Amazon Web Services (AWS) announces the immediate availability of the Qwen3 family of large language models (LLMs) on Amazon Bedrock Marketplace and Amazon SageMaker JumpStart. This integration empowers developers to deploy Qwen3 models, ranging from 0.6B to 32B parameters, for generative AI applications. The move significantly expands AWS's foundation model offerings, particularly with the addition of Qwen3 on Amazon Bedrock.
Qwen3 represents the latest generation in the Qwen series, offering a comprehensive suite of dense and Mixture-of-Experts (MoE) architectures. These models deliver significant advancements in core LLM capabilities. They notably improve reasoning, instruction-following, and agent capabilities, setting a new benchmark for performance.
A unique feature is Qwen3's seamless switching between "thinking mode" and "non-thinking mode." This provides optimal performance across diverse scenarios. In thinking mode, Qwen3 significantly enhances mathematical problem-solving, code generation, and commonsense logical reasoning, surpassing previous models. Conversely, the non-thinking mode streamlines interactions for direct answers, boosting conversational flow and efficiency. This dual-mode functionality offers unparalleled flexibility for developers building dynamic AI applications.
Qwen3's Advanced Reasoning and Multilingual Capabilities
Qwen3 also excels in human preference alignment. This supports creative writing, nuanced role-playing, and complex multi-turn dialogues, delivering a more natural and engaging user experience. Furthermore, its robust multilingual support covers over 100 languages and dialects, enabling strong instruction following and translation capabilities globally. Its expertise in agent capabilities allows precise integration with external tools, achieving leading performance among open-source models in complex agent-based tasks. This makes Qwen3 a powerful choice for sophisticated AI agents.

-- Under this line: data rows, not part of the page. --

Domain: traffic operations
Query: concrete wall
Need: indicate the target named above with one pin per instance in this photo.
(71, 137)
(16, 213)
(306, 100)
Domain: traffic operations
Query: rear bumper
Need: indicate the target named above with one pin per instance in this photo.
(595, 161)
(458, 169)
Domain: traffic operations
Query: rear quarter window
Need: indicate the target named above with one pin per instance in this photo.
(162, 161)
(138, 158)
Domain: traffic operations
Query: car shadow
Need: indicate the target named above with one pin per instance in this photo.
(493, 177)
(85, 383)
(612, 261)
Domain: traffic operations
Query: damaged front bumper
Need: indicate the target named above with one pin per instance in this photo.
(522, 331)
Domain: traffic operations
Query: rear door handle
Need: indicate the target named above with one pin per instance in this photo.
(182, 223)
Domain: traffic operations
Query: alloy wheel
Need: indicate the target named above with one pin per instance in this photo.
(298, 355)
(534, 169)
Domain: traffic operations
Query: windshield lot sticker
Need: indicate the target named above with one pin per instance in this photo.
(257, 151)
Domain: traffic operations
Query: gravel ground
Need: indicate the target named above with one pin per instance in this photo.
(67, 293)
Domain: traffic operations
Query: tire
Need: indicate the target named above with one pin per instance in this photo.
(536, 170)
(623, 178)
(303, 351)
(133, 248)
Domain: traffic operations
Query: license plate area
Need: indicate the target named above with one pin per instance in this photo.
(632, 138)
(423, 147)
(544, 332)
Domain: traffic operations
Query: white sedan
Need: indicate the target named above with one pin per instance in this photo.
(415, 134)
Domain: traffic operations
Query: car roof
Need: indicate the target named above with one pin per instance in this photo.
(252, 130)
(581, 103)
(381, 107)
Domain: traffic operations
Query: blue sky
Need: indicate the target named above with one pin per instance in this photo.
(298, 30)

Developers can now integrate Qwen3 into their existing AWS workflows with ease. Deployment is straightforward via the intuitive Amazon Bedrock Marketplace console or the comprehensive Amazon SageMaker JumpStart Studio UI. Programmatic deployment is also fully supported using the SageMaker Python SDK. This flexibility facilitates rapid experimentation and scalable production deployments for various generative AI use cases, from content generation to complex analysis.

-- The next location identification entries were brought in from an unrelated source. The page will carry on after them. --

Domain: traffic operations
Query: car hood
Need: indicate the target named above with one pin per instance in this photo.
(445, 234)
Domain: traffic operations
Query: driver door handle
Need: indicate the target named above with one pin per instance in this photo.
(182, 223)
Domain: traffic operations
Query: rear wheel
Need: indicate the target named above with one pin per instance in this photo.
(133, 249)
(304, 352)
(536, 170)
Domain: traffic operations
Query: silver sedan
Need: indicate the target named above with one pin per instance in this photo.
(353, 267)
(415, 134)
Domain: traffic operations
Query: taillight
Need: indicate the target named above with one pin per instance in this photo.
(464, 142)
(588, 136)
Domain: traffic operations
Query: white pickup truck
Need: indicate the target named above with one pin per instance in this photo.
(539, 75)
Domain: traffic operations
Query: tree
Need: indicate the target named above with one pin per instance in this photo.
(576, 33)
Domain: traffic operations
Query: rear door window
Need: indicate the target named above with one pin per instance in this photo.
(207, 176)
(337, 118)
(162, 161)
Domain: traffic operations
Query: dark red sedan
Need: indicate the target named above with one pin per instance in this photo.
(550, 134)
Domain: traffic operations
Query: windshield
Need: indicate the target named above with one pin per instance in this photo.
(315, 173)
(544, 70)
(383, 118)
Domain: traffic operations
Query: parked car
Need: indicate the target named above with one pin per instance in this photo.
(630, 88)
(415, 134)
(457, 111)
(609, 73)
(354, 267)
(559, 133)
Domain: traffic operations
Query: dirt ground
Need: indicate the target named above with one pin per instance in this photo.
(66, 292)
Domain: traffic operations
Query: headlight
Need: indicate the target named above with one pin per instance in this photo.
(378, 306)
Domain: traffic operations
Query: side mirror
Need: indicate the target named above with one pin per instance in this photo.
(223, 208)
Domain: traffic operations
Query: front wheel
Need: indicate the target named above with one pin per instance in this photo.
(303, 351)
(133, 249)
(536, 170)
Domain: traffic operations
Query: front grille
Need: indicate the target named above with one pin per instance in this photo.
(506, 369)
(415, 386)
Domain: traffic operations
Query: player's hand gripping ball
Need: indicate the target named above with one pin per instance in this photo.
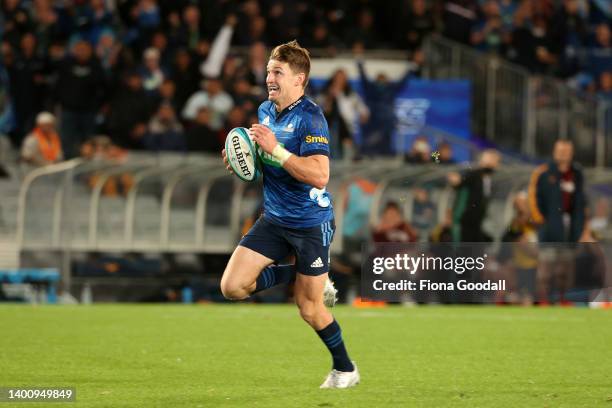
(240, 154)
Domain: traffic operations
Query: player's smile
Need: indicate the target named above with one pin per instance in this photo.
(273, 90)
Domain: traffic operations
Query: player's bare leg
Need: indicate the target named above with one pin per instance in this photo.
(240, 275)
(309, 298)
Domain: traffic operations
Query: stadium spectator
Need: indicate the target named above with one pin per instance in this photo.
(490, 34)
(27, 83)
(43, 145)
(108, 51)
(379, 96)
(518, 256)
(80, 92)
(364, 32)
(213, 97)
(257, 64)
(344, 110)
(472, 200)
(420, 152)
(392, 227)
(152, 72)
(101, 148)
(445, 154)
(557, 198)
(570, 31)
(412, 30)
(459, 16)
(185, 76)
(423, 211)
(130, 110)
(200, 137)
(534, 44)
(557, 204)
(167, 94)
(599, 55)
(165, 132)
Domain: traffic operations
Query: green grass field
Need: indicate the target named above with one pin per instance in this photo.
(265, 356)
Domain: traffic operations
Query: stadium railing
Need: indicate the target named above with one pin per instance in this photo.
(190, 204)
(522, 111)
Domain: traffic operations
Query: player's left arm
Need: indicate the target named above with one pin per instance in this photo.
(311, 169)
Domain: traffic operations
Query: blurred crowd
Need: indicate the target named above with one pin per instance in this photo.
(159, 75)
(537, 248)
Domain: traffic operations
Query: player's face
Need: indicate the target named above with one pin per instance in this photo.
(281, 81)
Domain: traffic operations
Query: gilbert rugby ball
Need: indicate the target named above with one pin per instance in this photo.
(241, 154)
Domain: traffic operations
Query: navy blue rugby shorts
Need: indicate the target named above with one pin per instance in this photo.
(310, 245)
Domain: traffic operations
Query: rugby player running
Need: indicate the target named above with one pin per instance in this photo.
(298, 217)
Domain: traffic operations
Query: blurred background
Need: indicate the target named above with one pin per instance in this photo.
(113, 114)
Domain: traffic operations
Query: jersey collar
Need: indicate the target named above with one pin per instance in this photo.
(289, 108)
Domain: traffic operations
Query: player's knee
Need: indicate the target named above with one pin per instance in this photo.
(233, 290)
(308, 311)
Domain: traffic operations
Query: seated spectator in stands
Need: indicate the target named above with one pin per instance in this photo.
(167, 94)
(258, 60)
(101, 148)
(599, 56)
(601, 215)
(185, 76)
(42, 146)
(129, 113)
(518, 255)
(419, 23)
(420, 152)
(108, 50)
(363, 31)
(604, 89)
(570, 31)
(151, 72)
(213, 97)
(445, 154)
(27, 84)
(392, 226)
(236, 117)
(165, 132)
(200, 137)
(490, 34)
(459, 17)
(423, 211)
(321, 39)
(534, 44)
(81, 91)
(472, 199)
(243, 95)
(191, 31)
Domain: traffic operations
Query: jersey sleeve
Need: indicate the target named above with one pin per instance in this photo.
(314, 135)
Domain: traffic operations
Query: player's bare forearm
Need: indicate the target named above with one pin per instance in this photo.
(312, 170)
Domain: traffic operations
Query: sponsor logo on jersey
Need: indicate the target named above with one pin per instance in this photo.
(267, 158)
(316, 139)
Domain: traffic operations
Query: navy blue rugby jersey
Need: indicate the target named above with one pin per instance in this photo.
(300, 128)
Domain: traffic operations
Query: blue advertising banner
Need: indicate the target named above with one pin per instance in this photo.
(444, 105)
(439, 104)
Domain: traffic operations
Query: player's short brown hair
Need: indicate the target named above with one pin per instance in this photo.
(296, 56)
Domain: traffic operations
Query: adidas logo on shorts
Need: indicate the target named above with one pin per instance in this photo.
(318, 263)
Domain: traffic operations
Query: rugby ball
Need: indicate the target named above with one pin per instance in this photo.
(241, 154)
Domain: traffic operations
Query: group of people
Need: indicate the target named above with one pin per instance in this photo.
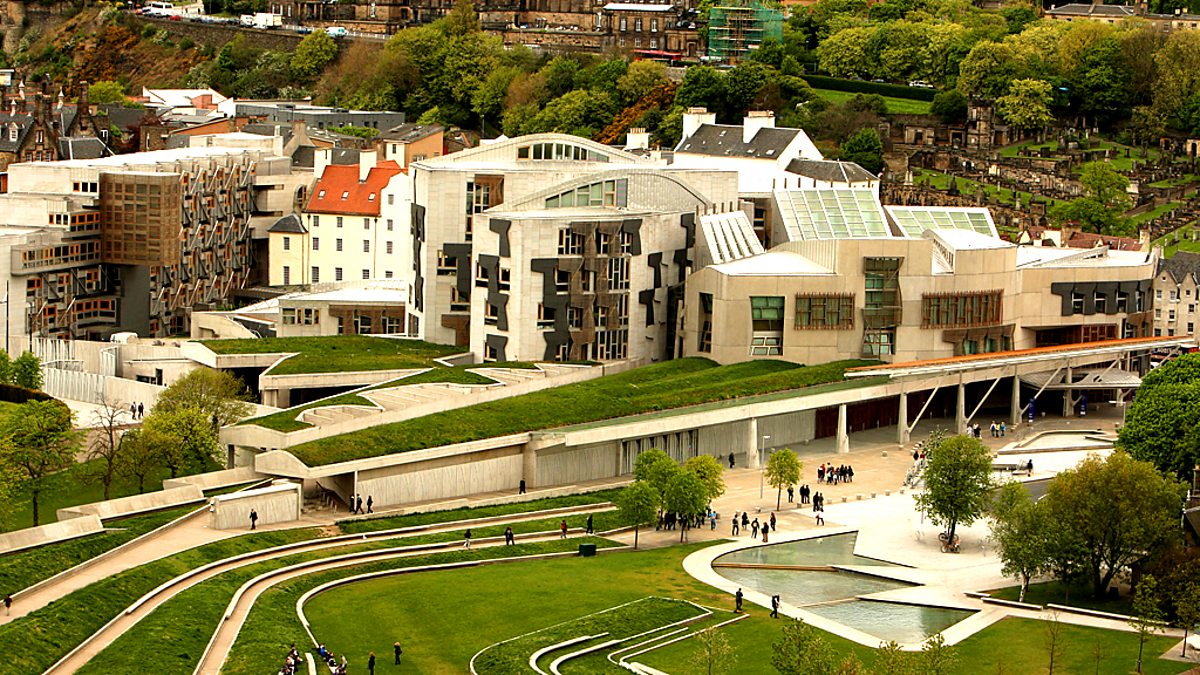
(355, 505)
(834, 475)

The models support advanced functionalities like combining detailed reasoning traces with explicit tool calls within a single completion. This capability, accessible via the Invoke_Model API, streamlines complex agent-based tasks. It provides a more integrated and efficient approach to AI application development, eliminating the previous trade-off between chain-of-thought and deterministic tool use. AWS recommends specific GPU-based instance types for optimal performance, such as ml.g5-12xlarge for the 32B model.